California's independent marketers of refined products have called for suspension of the state's reformulated fuels requirements during supply squeezes.
After a brief honeymoon following introduction of California's Phase II reformulated gasoline (RFG) specifications Mar. 1-and perhaps mindful of the supply debacle that accompanied the introduction of tougher spec diesel in the state in 1994-the state's independent marketers are urging Gov. Pete Wilson to suspend the stringent fuel specs when supplies fall too low or prices jump too high.
California Independent Oil Marketers Association (Cioma), which represents about 500 gasoline and diesel sellers in the state, asked Wilson to suspend the clean fuel specs for gasoline and diesel fuel until supply can meet demand. It also called for a trigger mechanism keyed to supply and price that will allow the state to avoid such situations in the future.
Price spike
Cioma claimed wholesale prices of Phase II RFG have jumped as much as 32/gal over conventional gasoline. The group blames the recent runup in crude oil prices and problems at two state refineries for the spike in RFG prices.
Meanwhile, the association says marketers in Bakersfield, Stockton, and Chico recently saw diesel allocations fall to as little as 50% of normal levels.
Cioma estimates wholesale diesel prices have risen 28/gal in the state since Mar. 1
Cioma is especially anxious about the timing of the price spikes because farmers who depend on diesel fuel could experience supply problems at the height of spring planting and because gasoline prices are climbing for wholesalers during spring holidays.
Wholesalers are further caught in a squeeze because major refiners are not passing through price increases to the pump at their retail outlets.
Under California Air Resources Board (CARB) rules, Phase II RFG is not required at the pump until May. However, CARB estimates most of the gasoline sold in the state meets its new specs.
Cioma contends it is not opposed to the new spec fuel, with Government Affairs Director Evelyn Gibson saying, "It's the only way our members will stay in business."
Still, Gibson says, the association is frustrated because CARB "assumes the market will take care of itself at the expense of our members."
Problems at refineries
While refinery problems have not been widespread, ARCO recently received a variance from CARB to produce as much as 30,000 b/d of conventional diesel fuel for 10 days through Apr. 10 after finding a leak in the hydrogen unit at its 237,000 b/d Carson refinery during a scheduled turnaround.
ARCO said the problem has been corrected and the variance was not even used for the full term.
In the San Francisco Bay area, an Apr. 1 explosion at Shell Oil Co.'s 136,000 b/d Martinez refinery has not measurably reduced supplies, the company said.
The explosion damaged two of the plant's hydrotreating units, but Shell expects to meet customer needs through trades with other refiners as well as remaining inventories at the Martinez refinery.
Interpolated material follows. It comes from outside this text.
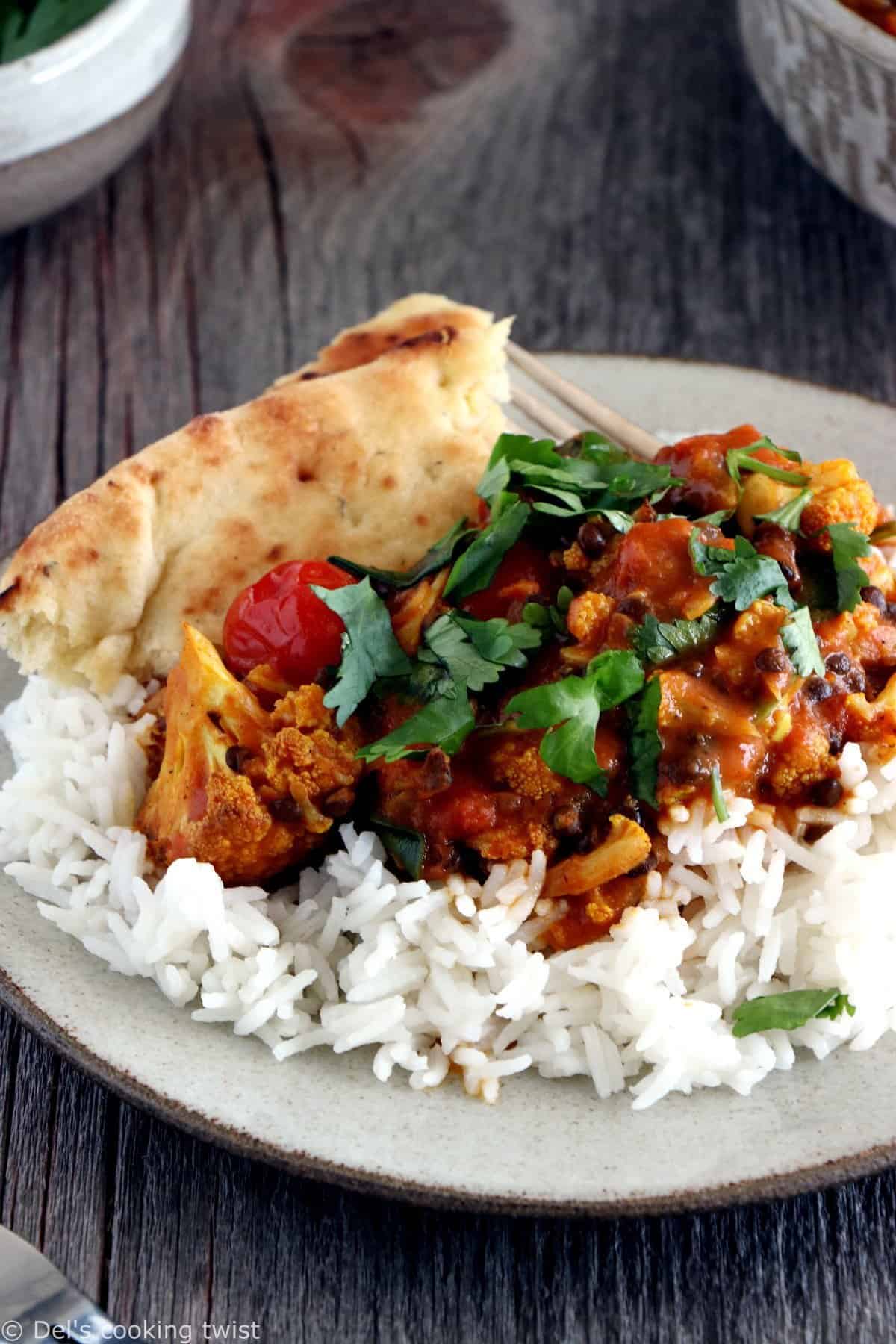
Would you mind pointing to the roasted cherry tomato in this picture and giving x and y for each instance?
(523, 574)
(279, 620)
A gasoline hydro- treater was extensively damaged, while a cat feed hydrocracker received damage only to connecting piping.
The apparent cause was a pipe failure in the gasoline hydrotreater, Shell said.
There were no injuries. At Oil & Gas Journal presstime last week, no estimates had been given for the total extent of damage or timetable for repairs.
CARB has always considered the possibility of brief, isolated shortages in the rollout of new spec fuels. However, the agency notes that diesel prices on the West Coast recently have been lower than on the East Coast despite the refinery problems and were dropping further when Cioma wrote Wilson Apr. 5.
"They never came to us for relief first," CARB said.
The agency noted it created the variance process in the first place to remedy problems in the market but adds ARCO was able to fix its unit so quickly the variance went largely unused.